Now several Norwegian breweries are experimenting with traditional farmhouse yeasts and malts, and in the forthcoming yeast we will see plenty of commercial beers made with those ingredients. Some of the breweries  are using the ingredients for creating new flavors, but surely some brewers will aim to create authentic commercial maltøl.

Klostergården’s Alstadberger is made with 52 % of traditional alderwood smoked farmhouse malts, and it brings out excellently the rich taste of alderwood smoke in the style of Stjørdal’s farmhouse ales. The beer is sold in some Vinmonopolets (Norwegian state owned liquor stores) and bars in Norway, and I heard that the beer is distributed by B United to the USA. In 2018 it was available through Systembolaget in Sweden.

Other Nordic and Baltic Countries

Lithuania is by far the best country to sample commercial farmhouse beer. The country hosts several commercial farmhouse breweries, and the beers are fairly well available in beer bars in bigger Lithuanian cities, such as Vilnius. Lars Garshol’s Lithuanian beer – a rough guide tells all you need to know.

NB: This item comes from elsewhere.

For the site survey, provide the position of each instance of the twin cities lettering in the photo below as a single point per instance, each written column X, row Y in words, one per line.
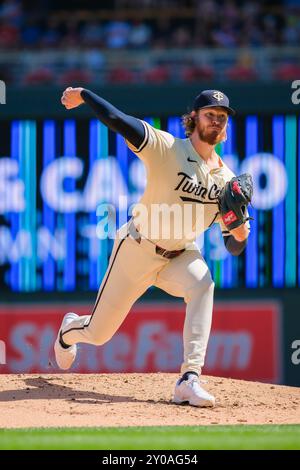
column 190, row 184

As far as I know, Gotlandsdricke is not sold at all in Sweden, and commercial farmhouse ale is not available in Latvia.

Update History

This story was originally published in September 2016 as part of my Introduction to the Nordic and Baltic Farmhouse Ales. The introduction grew very long and in January 2017 I worked and extended the text into its own article. The introduction was renamed to Sahti and Related Ancient Farmhouse Ales.

February 1, 2017: added the section on Norway.
June 15, 2017: updated section of Norway based on my travels, added Finnish beer festivals in summer 2017, and added a phot of Taako Pihtla.
October 31, 2017: updated info on Finnish beer festivals and National Sahti Competition.
July 16, 2018: updated section on koduõlu.
February 2, 2019: changed Lapin voima brewery to Olu Bryki Raum. Updated small availability details.
November 2019: Added availability info of Olu Bryki Raum.
December 13, 2020: Added new sahti brewery Varastopanimo.
April 10, 2021: Added Bygland Bryggeri (Norway), changed the article name from Where to Find Commercial Nordic and Baltic Farmhouse Ales? to Finding Commercial Nordic and Baltic Farmhouse Ales.
March 5, 2022: added information about Norwegian maltøl.

4 thoughts on “Finding Commercial Nordic and Baltic Farmhouse Ales

  • January 31, 2019 at 10:47 pm

    Hi! Thanks for your blog! Really useful info.
    A small update: Lapin Voima has been renamed and rebranded and it’s now “Olu Bryki Raum”

    • February 2, 2019 at 7:20 am

      Thanks, I will update that!

  • January 21, 2021 at 1:46 pm

    Talavas ķēniņa alus is in Latvia. Real farmhouse beer from farm.

    • January 22, 2021 at 7:23 am

      Thanks for the tip! Hopefully I can travel to Latvia in the next few years.